Diana studied at the San Francisco Art Institute under the tutorship of Kathy Acker, Tony Labat, and Doug Hall. López developed her artistic style in the 90s, focusing on participation and collaboration with other creators in the production of her pieces. In 1996 she participated in MOMA’s PS1 International Program. Her work incorporates photography, video, performance, and installations.
Her recent work "101dianas: Autos, Captures & Scrolls” (a sampling of which is featured in this volume) invites viewers to reflect on the blurred lines between personal and digital identity and how the internet has shaped our perception of self and others.
Diana López's work is a thought-provoking exploration of identity and alterity in the age of artificial intelligence, social media, and the World Wide Web.
d.e. paso
My heart resides in two places: Ireland and South Dakota. Born in Sioux Falls, and raised in Lake Norden, my earliest memories are of digging worms by flashlight, catching bullheads, and making bowls from the clay on the banks of Lake Norden. Minneapolis 1989: met a nice buachaill from Bayside, Co Dublin and off we went. London, Athens, Paris, Dublin. In Ireland we grew our family with four children. Then, in 2014, the six of us arrived in Brookings, SD. The children are nearly grown (only 1 has flown), the buachaill has taken up gardening, and I have taken up a PhD in Education. There are the normal work-a-day jobs, too. Oh, and 4 cats and a border collie. Ain’t Life grand?
These offerings of words are my examination of our rich and
beautiful world. Thank you for being here.
Thoughts On Apophenia:
Apophenia lit a spark in my brain! I can't stop thinking about it throughout my PhD work (qualitative research!), my work as a director of events and facilities, as I am driving around town, or just sitting and looking out the window. Patterns are everywhere! And nowhere! and I am sure that squirrel has a message for me if only I could read acorn.
Thoughts on Apophenia:
“I get very into pairs of ideas leaning on each other, showing surprising overlaps, bringing out new things in one another. The magic of coincidence meets the matter-of-fact context. Editing video to music can be a struggle, but sometimes, sometimes you drag a clip to the timeline, hit the spacebar, and watch a cosmic ballet no one choreographed.”
Jeremy Ylvisaker is a multi-instrumentalist, composer, producer, teacher, and visual artist who has worked with a wide variety of popular and underground art makers. His music and images are influenced by decades of these disparate collaborations and friendships, distilling into 3 solo records and 6 with his trio, Alpha Consumer.

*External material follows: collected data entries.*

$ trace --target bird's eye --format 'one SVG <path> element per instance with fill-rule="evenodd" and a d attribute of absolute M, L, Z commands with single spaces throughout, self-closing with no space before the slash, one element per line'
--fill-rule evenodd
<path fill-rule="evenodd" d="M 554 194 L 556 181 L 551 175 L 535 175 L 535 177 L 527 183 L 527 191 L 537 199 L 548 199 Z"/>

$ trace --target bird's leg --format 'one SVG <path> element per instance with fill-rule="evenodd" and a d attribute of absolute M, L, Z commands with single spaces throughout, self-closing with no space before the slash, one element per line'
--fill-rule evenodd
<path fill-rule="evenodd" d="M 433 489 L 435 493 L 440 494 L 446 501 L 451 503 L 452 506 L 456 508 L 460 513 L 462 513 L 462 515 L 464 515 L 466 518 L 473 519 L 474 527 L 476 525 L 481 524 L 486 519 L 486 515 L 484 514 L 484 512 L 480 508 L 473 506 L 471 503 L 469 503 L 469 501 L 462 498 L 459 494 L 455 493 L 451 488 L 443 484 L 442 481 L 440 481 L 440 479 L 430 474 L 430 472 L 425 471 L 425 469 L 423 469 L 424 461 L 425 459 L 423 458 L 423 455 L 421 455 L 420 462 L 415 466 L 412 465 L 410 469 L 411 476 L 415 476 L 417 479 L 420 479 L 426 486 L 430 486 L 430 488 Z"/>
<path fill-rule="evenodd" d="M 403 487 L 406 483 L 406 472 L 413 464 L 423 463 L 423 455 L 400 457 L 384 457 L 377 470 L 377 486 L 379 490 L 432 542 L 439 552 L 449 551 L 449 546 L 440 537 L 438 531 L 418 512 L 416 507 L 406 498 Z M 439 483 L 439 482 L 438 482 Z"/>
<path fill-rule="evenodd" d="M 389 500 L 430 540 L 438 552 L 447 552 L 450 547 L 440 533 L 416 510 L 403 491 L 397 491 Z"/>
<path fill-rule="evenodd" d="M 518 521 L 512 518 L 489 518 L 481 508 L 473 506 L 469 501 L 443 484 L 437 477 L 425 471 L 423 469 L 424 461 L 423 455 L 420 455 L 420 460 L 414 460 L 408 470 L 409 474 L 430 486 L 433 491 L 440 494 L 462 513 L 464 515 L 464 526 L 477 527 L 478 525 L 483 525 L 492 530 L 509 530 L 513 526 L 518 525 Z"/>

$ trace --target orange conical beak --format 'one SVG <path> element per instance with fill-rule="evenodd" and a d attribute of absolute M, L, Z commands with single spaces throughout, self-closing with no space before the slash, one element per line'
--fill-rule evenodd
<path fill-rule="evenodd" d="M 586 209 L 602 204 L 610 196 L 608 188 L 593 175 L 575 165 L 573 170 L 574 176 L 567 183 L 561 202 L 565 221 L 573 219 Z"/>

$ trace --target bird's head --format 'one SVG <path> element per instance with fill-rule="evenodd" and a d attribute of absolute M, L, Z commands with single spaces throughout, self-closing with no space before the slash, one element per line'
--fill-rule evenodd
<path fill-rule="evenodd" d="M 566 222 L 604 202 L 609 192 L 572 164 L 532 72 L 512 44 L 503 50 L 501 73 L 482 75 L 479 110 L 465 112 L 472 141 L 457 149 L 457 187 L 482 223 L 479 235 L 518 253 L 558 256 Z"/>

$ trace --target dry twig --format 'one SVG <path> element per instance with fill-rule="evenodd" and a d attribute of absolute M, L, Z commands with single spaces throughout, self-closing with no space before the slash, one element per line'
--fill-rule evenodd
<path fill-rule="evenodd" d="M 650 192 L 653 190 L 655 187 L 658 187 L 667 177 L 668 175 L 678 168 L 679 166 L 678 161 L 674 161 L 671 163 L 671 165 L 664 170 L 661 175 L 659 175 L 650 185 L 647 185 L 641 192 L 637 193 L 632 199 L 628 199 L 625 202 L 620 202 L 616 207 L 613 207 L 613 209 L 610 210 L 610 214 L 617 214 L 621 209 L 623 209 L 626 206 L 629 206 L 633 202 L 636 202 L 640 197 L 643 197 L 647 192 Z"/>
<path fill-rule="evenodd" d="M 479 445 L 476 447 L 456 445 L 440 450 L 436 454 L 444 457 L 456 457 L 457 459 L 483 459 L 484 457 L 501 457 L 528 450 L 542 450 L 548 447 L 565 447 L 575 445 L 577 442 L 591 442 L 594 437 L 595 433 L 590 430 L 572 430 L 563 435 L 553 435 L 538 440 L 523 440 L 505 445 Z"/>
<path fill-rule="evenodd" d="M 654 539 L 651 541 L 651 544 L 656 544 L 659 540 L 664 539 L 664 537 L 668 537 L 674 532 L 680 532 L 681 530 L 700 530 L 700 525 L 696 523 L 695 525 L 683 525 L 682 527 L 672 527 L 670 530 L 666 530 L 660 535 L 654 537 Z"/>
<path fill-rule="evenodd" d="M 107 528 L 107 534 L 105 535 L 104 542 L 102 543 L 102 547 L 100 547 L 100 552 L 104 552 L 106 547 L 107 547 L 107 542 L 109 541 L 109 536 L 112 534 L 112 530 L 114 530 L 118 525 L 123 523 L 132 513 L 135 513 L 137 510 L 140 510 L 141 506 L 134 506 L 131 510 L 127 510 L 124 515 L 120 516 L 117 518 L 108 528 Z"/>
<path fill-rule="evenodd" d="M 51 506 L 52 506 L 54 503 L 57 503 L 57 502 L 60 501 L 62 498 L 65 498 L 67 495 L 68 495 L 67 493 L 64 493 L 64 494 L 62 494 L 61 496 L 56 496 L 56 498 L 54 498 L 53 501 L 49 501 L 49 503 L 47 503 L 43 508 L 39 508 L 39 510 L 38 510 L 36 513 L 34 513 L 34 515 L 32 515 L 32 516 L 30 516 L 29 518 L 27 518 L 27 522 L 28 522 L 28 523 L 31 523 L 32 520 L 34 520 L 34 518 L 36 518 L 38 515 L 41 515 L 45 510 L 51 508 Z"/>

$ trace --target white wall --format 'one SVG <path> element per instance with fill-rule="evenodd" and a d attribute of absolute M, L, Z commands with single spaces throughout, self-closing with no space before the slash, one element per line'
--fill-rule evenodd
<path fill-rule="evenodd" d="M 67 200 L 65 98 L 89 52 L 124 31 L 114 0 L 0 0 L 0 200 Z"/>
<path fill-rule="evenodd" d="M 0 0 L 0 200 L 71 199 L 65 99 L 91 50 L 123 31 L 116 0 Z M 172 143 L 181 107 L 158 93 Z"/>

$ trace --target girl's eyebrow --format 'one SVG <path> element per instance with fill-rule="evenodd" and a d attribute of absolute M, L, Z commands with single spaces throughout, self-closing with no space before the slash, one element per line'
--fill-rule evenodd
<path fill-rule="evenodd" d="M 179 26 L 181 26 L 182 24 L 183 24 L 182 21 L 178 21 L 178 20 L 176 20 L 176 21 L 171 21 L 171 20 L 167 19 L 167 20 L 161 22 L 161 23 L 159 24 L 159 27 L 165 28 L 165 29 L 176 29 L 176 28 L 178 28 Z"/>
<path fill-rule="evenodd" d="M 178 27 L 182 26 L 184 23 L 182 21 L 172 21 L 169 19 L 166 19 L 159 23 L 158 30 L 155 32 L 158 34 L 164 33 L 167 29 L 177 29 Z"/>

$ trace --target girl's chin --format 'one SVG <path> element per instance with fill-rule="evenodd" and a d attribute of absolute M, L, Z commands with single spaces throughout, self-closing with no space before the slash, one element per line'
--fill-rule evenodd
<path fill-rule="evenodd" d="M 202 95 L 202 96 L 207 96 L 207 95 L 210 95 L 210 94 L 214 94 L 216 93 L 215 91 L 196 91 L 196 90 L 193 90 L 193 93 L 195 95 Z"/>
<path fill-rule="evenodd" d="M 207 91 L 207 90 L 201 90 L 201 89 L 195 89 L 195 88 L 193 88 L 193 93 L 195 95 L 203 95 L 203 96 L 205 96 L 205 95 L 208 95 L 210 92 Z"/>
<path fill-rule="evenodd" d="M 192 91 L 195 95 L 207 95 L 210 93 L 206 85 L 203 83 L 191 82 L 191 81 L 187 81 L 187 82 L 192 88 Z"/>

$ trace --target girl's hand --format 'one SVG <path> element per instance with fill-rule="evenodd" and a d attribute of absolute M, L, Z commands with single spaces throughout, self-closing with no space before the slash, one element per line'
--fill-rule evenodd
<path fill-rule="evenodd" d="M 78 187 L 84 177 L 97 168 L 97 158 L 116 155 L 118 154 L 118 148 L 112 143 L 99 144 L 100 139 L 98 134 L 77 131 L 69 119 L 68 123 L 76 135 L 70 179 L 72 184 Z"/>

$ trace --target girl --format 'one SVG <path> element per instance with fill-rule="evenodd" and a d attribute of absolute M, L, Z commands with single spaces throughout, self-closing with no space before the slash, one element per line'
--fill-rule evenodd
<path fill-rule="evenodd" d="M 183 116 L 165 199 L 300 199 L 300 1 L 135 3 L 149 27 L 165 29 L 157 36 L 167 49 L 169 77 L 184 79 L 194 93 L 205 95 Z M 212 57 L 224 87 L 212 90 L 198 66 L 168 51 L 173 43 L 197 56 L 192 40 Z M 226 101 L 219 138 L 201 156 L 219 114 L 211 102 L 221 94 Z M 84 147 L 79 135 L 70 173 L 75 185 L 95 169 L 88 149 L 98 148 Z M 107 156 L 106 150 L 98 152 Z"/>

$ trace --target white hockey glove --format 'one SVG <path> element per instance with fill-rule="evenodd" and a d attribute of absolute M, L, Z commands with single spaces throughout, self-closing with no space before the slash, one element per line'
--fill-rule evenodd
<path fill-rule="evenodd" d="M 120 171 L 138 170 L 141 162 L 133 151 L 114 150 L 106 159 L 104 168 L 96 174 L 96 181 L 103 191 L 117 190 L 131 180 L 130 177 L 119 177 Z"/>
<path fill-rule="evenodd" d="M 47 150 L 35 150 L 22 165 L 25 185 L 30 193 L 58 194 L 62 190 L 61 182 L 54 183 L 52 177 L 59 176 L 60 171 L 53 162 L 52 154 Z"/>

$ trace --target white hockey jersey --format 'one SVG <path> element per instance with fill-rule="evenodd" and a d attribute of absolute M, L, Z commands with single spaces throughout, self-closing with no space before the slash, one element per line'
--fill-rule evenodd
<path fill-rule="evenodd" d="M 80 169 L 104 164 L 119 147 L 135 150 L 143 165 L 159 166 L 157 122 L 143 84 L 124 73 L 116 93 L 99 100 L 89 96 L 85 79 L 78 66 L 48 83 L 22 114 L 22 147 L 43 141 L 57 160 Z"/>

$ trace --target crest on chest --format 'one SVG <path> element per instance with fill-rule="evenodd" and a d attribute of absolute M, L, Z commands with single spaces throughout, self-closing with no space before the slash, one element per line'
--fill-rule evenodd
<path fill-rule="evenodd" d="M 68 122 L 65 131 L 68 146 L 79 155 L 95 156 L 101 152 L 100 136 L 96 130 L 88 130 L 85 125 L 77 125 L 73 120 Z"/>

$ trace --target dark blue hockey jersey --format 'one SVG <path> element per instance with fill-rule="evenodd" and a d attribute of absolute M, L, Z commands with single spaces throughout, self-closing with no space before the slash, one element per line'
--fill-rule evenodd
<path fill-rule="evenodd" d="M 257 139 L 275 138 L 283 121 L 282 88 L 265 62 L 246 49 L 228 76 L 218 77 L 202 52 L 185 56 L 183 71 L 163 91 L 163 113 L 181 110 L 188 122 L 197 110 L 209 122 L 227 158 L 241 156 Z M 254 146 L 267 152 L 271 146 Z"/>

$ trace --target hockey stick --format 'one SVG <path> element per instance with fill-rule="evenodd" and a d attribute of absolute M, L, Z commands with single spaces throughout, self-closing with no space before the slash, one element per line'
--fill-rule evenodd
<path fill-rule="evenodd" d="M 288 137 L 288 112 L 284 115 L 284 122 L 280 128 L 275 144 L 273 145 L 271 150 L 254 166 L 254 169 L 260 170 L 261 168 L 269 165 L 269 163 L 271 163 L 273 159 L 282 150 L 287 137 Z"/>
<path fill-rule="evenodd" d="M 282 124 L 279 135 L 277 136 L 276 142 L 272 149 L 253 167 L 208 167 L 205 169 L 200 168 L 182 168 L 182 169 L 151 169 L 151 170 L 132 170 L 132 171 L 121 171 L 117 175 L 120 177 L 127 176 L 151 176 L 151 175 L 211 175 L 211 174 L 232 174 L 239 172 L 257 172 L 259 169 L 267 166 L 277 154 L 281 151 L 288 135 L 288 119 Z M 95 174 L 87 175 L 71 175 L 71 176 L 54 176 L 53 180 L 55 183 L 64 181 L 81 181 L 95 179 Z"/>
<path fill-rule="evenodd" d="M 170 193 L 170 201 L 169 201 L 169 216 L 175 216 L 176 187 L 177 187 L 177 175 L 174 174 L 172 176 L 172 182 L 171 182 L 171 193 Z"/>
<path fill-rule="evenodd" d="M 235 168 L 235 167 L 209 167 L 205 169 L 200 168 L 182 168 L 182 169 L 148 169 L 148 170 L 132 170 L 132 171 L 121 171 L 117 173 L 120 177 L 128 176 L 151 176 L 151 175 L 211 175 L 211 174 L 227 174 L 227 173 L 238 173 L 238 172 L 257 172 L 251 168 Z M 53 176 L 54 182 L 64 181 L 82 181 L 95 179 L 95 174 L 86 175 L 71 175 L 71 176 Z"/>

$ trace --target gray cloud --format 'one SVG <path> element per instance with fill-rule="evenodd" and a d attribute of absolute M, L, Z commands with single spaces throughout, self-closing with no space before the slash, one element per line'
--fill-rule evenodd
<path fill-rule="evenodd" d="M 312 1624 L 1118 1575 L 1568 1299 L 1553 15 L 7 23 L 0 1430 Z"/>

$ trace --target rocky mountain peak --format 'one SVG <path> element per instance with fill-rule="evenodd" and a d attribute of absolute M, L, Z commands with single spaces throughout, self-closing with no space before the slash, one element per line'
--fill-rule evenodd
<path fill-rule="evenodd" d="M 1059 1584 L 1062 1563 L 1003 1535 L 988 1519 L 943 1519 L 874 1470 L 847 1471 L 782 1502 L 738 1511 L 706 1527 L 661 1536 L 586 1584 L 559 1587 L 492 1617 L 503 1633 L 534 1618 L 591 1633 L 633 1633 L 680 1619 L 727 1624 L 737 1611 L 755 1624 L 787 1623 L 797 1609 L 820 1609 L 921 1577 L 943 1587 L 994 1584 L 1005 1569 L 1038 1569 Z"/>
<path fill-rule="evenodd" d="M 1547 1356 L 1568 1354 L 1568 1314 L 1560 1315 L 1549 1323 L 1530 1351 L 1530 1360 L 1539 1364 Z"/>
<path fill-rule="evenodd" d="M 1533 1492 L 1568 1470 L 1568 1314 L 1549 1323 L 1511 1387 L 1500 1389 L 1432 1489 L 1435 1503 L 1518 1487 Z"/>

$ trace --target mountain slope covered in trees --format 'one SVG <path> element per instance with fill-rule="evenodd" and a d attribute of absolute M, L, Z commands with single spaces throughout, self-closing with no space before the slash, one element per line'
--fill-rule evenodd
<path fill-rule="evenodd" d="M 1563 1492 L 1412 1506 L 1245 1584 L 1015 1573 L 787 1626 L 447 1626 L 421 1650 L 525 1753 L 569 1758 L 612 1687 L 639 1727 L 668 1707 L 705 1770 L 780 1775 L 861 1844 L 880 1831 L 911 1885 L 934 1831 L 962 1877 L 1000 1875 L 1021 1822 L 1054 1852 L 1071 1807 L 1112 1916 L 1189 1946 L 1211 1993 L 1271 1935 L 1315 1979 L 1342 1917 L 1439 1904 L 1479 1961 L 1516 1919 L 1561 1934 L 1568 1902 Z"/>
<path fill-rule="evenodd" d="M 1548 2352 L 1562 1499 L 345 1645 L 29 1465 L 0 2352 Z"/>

Some of the aforementioned artists include Bon Iver, Jenny Lewis, Bruce Hornsby, John Prine, Grace Potter, Andrew Bird, Sandra Bernhard, Damo Suzuki (Can), Anais Mitchell (Hadestown), Gaelynn Lea (MacBeth on Broadway), The Suburbs, Prince’s New Power Generation members (in tribute after Prince passed), Mouse on Mars, Aida Shahghasemi, Swamp Dogg, Shahzad Ismaily, Eyedea, Suki Waterhouse, Merce Cunningham Dance Company, and many others, playing in venues such as the Sydney Opera House, Carnegie Hall and on television programs such as Late Night with David Letterman and Austin City Limits. His music is also in films such as Reframed: Found Film Remembered (Walker permanent collection) and Wet House.